Talk to us about the Curvy, Curly, Conscious (CCC) movement, and how did it start?
Shelah Marie: It started pretty organically. I was beginning to share my story with depression and anxiety on-line, along with starting to talk about my body acceptance and loving oneself. I then started identifying it with the hashtag #CurvynCurly. During that time, I was also getting to know Aisha, and I was literally a fan of Aisha’s work. (laughs) So when we became friends, I told her it would be cool if we did something for these women whom we were constantly connecting with on-line. At that time, Aisha also had the hashtag #CurlsCurve&Consciousness, and that’s how it came along.
Another major reason why we started CCC is because women of color tend to suffer from this superwoman syndrome in a very particular way. Women of color are seen as being strong, which included their body appearances too. At the end of the day, this tells us that we should be strong and fearless everyday, but when we aren’t, we automatically think we’re weak or something’s wrong with us. So to me Curvy, Curly, Conscious is a safe space.

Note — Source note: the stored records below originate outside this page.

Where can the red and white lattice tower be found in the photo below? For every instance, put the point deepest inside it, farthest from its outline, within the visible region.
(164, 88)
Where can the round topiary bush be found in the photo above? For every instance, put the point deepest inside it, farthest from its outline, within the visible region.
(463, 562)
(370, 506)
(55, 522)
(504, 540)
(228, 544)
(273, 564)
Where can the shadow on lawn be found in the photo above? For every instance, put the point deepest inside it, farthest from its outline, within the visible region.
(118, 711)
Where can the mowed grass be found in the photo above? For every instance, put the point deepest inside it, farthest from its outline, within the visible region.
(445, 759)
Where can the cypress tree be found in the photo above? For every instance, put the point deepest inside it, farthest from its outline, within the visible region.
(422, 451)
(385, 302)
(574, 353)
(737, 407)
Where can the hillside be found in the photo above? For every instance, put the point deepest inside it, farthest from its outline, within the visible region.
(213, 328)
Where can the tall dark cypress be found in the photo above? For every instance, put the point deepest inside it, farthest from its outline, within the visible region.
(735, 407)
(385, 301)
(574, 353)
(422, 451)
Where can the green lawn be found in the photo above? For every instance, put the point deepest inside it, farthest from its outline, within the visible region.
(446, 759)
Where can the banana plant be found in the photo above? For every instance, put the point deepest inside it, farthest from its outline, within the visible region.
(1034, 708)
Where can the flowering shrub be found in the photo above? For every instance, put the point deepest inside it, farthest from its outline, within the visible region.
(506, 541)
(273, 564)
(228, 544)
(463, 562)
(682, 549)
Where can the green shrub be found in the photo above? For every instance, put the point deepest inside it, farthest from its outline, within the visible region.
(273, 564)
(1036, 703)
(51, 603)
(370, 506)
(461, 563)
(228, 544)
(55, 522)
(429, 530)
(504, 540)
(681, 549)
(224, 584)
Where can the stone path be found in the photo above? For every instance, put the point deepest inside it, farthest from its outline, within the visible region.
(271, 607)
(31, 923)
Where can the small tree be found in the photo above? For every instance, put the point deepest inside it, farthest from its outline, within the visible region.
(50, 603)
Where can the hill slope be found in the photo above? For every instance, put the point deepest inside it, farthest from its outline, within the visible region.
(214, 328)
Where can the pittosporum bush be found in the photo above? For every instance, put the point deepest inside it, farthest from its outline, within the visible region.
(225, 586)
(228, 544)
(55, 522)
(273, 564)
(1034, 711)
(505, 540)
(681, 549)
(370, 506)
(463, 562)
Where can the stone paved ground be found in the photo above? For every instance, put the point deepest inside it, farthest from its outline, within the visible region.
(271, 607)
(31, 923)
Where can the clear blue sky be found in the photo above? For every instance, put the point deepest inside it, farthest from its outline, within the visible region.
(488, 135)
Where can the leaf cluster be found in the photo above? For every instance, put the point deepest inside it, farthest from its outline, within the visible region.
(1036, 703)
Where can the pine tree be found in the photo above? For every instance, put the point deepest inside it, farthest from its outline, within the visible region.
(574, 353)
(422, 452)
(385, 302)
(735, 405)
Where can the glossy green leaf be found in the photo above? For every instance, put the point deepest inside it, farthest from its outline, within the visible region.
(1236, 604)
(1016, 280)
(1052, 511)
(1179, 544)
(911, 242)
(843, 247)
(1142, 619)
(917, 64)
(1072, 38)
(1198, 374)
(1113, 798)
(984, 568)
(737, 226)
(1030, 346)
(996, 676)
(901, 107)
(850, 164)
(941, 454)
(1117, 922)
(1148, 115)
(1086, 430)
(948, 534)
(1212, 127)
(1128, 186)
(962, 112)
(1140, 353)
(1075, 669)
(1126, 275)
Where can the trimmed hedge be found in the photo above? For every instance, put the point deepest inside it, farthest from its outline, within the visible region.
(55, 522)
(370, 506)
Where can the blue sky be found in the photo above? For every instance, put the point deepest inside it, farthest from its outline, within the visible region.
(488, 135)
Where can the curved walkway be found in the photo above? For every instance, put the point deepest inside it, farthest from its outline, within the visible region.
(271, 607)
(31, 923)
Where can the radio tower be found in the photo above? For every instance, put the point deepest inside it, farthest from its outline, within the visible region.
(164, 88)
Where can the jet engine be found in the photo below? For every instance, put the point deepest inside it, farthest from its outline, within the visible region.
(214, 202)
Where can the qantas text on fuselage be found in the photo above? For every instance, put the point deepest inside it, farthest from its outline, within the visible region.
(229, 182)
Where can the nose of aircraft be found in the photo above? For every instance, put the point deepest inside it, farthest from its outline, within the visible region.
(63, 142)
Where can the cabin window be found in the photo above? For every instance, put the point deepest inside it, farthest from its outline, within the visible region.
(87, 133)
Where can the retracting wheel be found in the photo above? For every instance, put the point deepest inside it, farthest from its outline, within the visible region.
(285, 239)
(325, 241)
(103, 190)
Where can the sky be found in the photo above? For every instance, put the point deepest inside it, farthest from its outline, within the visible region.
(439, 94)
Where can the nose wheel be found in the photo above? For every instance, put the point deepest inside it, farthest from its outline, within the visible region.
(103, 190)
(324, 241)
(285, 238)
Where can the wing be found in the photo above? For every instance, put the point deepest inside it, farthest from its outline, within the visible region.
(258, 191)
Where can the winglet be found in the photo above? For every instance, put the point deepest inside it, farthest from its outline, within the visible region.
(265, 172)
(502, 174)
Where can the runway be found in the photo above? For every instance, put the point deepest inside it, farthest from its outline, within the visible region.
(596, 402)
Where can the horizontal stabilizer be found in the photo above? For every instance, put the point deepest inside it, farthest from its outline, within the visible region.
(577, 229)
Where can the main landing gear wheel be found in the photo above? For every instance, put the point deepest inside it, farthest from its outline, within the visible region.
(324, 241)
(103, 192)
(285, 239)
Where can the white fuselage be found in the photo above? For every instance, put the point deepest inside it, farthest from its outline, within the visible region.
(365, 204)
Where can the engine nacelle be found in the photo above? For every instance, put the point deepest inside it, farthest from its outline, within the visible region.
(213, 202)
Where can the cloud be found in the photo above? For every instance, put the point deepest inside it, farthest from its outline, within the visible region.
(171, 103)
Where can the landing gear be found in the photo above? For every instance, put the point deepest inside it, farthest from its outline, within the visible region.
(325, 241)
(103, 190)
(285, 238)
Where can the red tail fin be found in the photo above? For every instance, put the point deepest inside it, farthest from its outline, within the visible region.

Aisha Thalia: This has been Shelah’s baby. I’ve literally just come in to help with the panels and whatnot. It’s been her, the website, and everything that’s come down with it.
When someone attends one of your (CCC) events, what can they expect from it?
Shelah Marie: They can expect a group of women who are looking to grow in a fun and light way. You can expect to have a dope panel discussion that are engaging and will give you tools, tips, and techniques for a healthier, happy life.
Aisha Thalia: We also found out that based off last year’s events it was some of these ladies first time doing meditation and yoga.
Since creating the CCC movement, what has been one of the most defining or fulfilling moment for both of you?
Shelah Marie: Something that’s inspiring and keeps me going is the impact that we’re making. Even thought we’re a small team, I get messages and emails from women thanking us for what we’ve done in their lives or how meditation has changed them. Also, hearing first hand accounts of how our movement is helping women become more confident and self aware, while embracing the characteristics that make them unique.
Aisha Thalia: For me, I think it’s the trust that people have in us. You know… They put a trust in you with their secrets and when they open up. Not only that, but I think way before our platforms (as individuals) the fact that we put ourselves as listeners and to be a sounding voice for others struggles. That to me is the most fulfilling part.